What does your current role entail?
I manage a treasury team who view themselves very much as custodians of the company’s cash. This manifests itself in a number of ways: maintaining strong controls and governance to minimise risk of error or fraud; monitoring and reconciling daily bank positions to ensure we have enough short-term cash to meet the company’s obligations; evaluating and proposing actions to keep medium & long-term funding at a level capable of coping with foreseeable shocks; forecasting exposures to exchange rate or interest rate movements and using financial instruments to mitigate risks arising; communicating regularly with stakeholders to give comfort that all of the above processes are functioning as intended, and to make recommendations as to how they could evolve.
How did you end up in a career in treasury?
I studied and qualified with the Chartered Institute of Management Accountants after graduating from university and followed a traditional planning, reporting and analysis career path for nearly 20 years. I was eventually offered the opportunity to second into a treasury management role to cover maternity leave, found that I enjoyed the challenge, and was encouraged to study with the ACT to further my career and to add to my employer’s knowledge base and expertise.
Why did you take this qualification? What was your main objective?
Professionally - to approach business decision making from a new perspective, with a new set of tools. Personally – to prove that I could do it, and to rediscover how to learn
Which specific areas of your job role will this qualification support?
I’ve become able to speak with more authority when discussing FX hedging process and policy with other treasury professionals and with external auditors. It’s the area of my role that comes under the most scrutiny, and the knowledge gained from achieving the AMCT designation now underpins many of my detailed discussions with subject matter experts and also my interactions with other business functions.
Are there particular areas of treasury/finance that this qualification helped you understand even better as a result of your studies?
The AMCT Diploma has added depth to my understanding of risk management and the multiple objectives that can vie for supremacy. I’ve learned that there is rarely a “one size fits all” approach, and that a good understanding of an organisation’s risk profile and preferences is vital. There are numerous techniques available to the treasurer which, when used appropriately, will lead to the best fit under the given circumstances.
What are the benefits of having professional qualifications to add to your CV/résumé?
Current and prospective employers will know that a recognised benchmark of professional expertise has been attained. It demonstrates a level of dedication and of curiosity that those without a similar qualification must prove in other ways.
What happens next in your career and how has this qualification helped?
Having spent 18 months being encouraged and supported by my manager, my team and my colleagues, I now have a chance to give something back. Our business, like many others, is going through a period of structural change and I have an active role to play in ensuring that its liquidity, funding and risk management requirements are met without disruption.
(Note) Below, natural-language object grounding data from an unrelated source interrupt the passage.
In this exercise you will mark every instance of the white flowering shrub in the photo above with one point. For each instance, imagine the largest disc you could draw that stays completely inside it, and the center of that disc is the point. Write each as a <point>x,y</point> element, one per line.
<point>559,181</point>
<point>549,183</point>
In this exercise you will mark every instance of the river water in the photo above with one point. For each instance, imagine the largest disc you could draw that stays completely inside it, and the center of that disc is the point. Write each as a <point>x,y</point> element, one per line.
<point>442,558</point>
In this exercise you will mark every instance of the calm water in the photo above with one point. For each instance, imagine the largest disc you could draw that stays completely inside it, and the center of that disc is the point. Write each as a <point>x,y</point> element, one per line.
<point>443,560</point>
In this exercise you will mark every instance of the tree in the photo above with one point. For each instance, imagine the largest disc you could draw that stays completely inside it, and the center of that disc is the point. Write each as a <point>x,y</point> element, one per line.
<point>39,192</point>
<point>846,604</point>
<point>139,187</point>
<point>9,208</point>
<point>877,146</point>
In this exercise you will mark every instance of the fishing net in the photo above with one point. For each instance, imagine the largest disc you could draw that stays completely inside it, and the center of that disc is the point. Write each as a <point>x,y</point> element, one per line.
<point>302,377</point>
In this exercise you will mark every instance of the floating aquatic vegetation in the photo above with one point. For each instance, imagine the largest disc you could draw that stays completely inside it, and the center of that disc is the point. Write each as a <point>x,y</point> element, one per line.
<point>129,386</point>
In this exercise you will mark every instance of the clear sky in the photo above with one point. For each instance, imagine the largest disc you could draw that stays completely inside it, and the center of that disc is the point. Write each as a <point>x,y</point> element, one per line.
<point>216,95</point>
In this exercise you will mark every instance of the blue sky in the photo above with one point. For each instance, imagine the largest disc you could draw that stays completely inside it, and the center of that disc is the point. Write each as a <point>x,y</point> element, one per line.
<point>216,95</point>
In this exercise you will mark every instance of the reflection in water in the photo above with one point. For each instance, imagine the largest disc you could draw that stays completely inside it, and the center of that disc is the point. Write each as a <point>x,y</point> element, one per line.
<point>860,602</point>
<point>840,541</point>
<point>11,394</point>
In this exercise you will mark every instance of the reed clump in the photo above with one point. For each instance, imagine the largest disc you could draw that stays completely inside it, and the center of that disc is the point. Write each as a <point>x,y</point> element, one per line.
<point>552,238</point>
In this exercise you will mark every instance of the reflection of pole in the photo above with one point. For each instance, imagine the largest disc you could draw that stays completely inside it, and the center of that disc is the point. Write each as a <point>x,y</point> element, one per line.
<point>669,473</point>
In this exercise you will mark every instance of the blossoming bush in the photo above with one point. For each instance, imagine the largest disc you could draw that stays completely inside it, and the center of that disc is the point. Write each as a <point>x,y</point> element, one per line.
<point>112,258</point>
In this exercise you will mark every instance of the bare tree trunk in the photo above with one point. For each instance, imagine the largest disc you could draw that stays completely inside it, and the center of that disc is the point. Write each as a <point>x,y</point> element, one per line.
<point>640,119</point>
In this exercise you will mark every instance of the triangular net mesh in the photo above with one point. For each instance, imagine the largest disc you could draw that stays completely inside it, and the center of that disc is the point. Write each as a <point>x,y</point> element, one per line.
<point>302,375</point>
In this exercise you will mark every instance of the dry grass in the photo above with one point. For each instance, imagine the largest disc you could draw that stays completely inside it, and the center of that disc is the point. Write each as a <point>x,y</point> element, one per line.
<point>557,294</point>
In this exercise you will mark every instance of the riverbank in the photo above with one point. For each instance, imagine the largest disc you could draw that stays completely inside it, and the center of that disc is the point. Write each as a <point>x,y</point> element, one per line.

What were the benefits of being able to study online?
Studying online allowed me to progress at my own pace, at the times which were most convenient for me. Topics which didn’t immediately click could have more time devoted to them if needed. The exercises at the end of each section really helped to cement the key points, but the best advice contained throughout the ACT learning materials was to practice past exam papers. I practiced, practiced and practiced again. Once a topic started to feel a little bit repetitive and overly familiar, I knew that the pieces were falling into place and I could then move on to my next revision subject.